Yuta glances at him, but Sicheng's busied himself with his phone, readily avoiding eye contact. There's a part of Yuta that thinks he should ask Sicheng if they could talk alone and work things out again. He'd skipped a few steps in the process, after all. There's meant to be that 'Oh' moment when you realise you like someone. Followed by days, weeks, months—even years, if you're a particularly sad sucker—of helpless pining. After you can't take that anymore, and the cost-benefit scale tips to the left, that's when you confess, right? Yuta can’t help it that his brain took a shortcut and decided to do everything else simultaneously in the span of a second. And Sicheng couldn't help it that he watched this sloppy super-cut and walked out of the show, disbelieving.
But then, there's the other side of Yuta. The side that's kept him safe all these years. The one that says, fuck it. He just feels shitty. And he doesn’t want to deal with it. He just wants it to go.
"Nah, I don't like that movie," Yuta says, showing his back to the two of them and closing his eyes.
He can hear the confusion, and distaste, in Doyoung's voice when he replies. "You don't even know what the movie is yet."
Yuta meets up with Hansol the night before Hansol’s 7AM flight to Japan. "It's not for pleasure," Hansol insists. He's participating in a four day dance workshop over there, but he's looking forward to making some new friends who are real dancers—not trained into following a beat like Yuta—and learn some new Japanese words so he can slip them in the middle of all his distinctly Korean conversations. At least, that's the message Yuta’s getting over dinner.

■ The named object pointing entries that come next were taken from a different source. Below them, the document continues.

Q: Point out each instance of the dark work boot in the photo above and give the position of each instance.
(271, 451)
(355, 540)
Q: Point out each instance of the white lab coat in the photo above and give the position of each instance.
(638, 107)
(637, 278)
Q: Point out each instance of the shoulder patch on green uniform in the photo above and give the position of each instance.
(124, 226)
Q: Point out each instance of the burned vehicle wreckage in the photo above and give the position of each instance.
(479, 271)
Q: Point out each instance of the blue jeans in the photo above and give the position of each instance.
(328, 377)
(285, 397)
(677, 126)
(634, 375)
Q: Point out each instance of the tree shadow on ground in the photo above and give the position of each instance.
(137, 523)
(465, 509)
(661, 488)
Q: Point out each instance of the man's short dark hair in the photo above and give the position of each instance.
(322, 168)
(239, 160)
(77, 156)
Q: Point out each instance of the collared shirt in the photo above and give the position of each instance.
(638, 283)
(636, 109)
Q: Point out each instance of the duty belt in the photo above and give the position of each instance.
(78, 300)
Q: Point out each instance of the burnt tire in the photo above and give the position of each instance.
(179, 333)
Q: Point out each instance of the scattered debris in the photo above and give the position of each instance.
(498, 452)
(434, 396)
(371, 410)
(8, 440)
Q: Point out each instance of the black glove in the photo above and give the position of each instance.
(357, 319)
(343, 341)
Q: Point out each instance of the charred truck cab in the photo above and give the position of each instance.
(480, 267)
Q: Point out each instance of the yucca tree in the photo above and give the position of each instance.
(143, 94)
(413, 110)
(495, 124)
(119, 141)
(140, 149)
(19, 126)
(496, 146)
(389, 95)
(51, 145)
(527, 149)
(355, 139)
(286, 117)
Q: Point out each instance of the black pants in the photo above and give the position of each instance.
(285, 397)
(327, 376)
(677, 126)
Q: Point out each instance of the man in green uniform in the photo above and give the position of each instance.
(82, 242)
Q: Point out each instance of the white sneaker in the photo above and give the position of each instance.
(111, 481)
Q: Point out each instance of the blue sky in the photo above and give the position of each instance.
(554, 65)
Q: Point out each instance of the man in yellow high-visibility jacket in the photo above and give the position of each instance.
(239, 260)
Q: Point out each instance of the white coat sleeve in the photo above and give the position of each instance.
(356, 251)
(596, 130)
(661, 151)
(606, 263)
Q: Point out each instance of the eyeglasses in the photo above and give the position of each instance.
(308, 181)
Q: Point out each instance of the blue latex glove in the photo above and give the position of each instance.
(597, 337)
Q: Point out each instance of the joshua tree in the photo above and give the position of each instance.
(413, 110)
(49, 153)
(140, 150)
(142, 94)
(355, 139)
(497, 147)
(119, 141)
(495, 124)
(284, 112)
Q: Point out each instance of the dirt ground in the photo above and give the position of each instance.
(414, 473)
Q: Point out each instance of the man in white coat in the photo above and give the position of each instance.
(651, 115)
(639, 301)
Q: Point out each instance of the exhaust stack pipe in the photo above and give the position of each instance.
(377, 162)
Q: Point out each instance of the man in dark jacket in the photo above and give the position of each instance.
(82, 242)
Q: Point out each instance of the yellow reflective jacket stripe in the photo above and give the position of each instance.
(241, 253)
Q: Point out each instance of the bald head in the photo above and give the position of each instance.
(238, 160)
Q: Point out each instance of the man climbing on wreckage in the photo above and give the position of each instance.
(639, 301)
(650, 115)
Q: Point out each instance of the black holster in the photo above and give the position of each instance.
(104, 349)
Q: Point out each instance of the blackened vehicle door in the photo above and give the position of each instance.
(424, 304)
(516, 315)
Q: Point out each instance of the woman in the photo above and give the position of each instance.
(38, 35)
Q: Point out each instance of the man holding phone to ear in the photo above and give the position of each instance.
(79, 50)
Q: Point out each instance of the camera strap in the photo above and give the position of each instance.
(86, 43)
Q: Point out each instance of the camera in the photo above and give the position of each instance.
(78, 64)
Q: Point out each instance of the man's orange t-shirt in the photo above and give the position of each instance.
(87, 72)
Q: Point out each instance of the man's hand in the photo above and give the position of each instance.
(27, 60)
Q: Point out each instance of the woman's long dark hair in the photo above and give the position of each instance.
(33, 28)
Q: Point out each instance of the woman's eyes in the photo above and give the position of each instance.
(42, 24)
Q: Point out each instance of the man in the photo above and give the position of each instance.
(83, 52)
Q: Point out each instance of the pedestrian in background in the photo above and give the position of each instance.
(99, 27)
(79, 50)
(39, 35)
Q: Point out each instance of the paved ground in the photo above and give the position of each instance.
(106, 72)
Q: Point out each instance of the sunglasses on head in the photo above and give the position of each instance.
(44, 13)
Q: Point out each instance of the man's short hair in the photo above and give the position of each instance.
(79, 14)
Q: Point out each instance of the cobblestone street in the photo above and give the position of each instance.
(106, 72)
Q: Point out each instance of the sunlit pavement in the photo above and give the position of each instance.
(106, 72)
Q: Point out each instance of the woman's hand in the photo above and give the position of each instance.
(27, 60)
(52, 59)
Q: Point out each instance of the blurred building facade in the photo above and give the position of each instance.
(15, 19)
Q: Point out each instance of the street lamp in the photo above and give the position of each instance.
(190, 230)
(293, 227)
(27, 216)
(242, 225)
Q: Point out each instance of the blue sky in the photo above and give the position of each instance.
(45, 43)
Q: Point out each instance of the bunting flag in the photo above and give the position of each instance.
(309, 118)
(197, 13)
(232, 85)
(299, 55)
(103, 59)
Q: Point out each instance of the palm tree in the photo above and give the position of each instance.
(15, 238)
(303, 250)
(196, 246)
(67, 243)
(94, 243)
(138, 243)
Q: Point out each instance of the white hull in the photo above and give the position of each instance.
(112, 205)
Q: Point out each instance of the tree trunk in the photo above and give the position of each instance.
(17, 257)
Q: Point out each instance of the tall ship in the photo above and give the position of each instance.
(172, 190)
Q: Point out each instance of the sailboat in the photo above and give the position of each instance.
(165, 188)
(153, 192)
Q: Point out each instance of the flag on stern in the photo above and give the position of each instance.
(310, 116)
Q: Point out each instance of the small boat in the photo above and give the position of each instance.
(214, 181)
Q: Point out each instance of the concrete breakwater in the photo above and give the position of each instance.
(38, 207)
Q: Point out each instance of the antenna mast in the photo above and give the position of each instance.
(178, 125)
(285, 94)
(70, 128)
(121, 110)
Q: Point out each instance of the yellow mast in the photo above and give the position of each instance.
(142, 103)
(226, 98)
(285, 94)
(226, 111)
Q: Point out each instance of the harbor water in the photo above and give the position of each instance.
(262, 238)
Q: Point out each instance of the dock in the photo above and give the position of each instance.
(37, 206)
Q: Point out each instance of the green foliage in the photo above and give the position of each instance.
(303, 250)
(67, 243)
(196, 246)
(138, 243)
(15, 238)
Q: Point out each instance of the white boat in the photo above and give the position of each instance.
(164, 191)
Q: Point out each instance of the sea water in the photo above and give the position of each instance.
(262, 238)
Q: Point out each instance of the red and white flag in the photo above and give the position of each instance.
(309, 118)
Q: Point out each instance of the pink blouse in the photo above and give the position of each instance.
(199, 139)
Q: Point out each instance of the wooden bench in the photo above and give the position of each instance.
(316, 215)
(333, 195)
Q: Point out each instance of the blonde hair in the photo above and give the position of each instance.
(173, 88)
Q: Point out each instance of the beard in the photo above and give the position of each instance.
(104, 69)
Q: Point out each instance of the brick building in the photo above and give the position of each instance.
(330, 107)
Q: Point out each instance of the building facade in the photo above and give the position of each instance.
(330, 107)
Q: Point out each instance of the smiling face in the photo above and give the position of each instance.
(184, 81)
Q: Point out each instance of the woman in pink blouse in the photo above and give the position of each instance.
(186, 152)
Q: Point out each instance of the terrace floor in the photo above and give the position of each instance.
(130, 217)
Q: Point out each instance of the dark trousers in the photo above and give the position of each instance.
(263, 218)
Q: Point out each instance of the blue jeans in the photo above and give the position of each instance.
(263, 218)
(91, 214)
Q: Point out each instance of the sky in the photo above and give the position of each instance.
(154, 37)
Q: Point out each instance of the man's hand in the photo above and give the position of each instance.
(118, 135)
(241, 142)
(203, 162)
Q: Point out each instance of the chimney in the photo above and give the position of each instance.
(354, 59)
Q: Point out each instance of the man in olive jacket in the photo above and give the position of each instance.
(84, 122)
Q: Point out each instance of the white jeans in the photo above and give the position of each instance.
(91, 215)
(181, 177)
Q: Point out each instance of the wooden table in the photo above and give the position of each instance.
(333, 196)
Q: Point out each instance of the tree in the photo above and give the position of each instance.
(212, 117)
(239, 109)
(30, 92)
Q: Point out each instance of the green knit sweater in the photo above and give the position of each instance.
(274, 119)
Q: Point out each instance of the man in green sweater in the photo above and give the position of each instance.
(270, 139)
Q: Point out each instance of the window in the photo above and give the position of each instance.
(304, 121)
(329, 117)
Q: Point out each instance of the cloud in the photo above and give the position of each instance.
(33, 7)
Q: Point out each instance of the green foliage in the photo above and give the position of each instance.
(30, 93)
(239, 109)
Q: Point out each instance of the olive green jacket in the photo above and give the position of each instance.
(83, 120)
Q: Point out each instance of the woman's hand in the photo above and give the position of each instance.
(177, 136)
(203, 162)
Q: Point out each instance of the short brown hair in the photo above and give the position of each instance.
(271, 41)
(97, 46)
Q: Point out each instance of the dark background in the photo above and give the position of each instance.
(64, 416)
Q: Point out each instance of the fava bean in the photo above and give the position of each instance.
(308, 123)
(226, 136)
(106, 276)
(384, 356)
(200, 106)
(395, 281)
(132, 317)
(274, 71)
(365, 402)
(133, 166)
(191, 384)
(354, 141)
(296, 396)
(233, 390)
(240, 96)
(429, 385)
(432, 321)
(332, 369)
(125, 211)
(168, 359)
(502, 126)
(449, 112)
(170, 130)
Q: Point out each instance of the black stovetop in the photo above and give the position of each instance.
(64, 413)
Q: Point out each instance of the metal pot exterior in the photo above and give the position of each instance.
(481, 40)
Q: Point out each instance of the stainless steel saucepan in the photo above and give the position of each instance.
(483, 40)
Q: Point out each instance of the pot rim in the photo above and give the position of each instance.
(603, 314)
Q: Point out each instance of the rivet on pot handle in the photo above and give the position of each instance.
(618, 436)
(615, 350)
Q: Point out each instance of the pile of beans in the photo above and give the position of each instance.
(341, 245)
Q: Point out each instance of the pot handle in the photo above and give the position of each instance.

It's been a good while since they've actually spent time alone together. Whenever they'd met up recently it had been with other trainees or members around. Schedules are hectic, so Hansol prefers to see as many of them as he can at once before they're whisked off to overseas for some collaboration K-pop concert. It's not like Yuta is his only friend. He misses the rest just as much.
Hansol looks well rested and vibrant, telling Yuta about a niche Tofu restaurant he’d found while exploring Myungdeong with some new trainees Yuta only recognises by name. Yuta's a little jealous, honestly. But he's also still in his stage make-up, and knows better than to voice his complaints to Hansol. It'd be like the time Jaehyun had groused about his lines getting cut in the edited version of Limitless for broadcast. "Save the sob story for Healing Camp," Yuta had sniped. "He's joking," Taeyong told Jaehyun, laughing. Yuta hadn’t been joking.
"Anyway, how have you been doing?" Hansol asks. He pours Yuta some soju, like he knows Yuta needs it just to get through the question.
"Nothing new," Yuta says. "Johnny and Jaehyun are getting their own radio show soon, if things go according to plan. Also, Doyoung's starting to act like a roommate again and keeps nagging me to make my bed."
"Cool, cool," Hansol nods. "How's that Idol Family show of yours?"
"Cancelled," Yuta replies promptly. Hansol's face falls, but before it can turn into a look of pure pity, Yuta quickly amends, "I mean, it was very good. But also very cancelled. A monkey ate a banana from my hand and I thought I was going to die."
"Kun showed me a clip of that," Hansol says, in between mouthfuls of noodles. "Sorn is really cute."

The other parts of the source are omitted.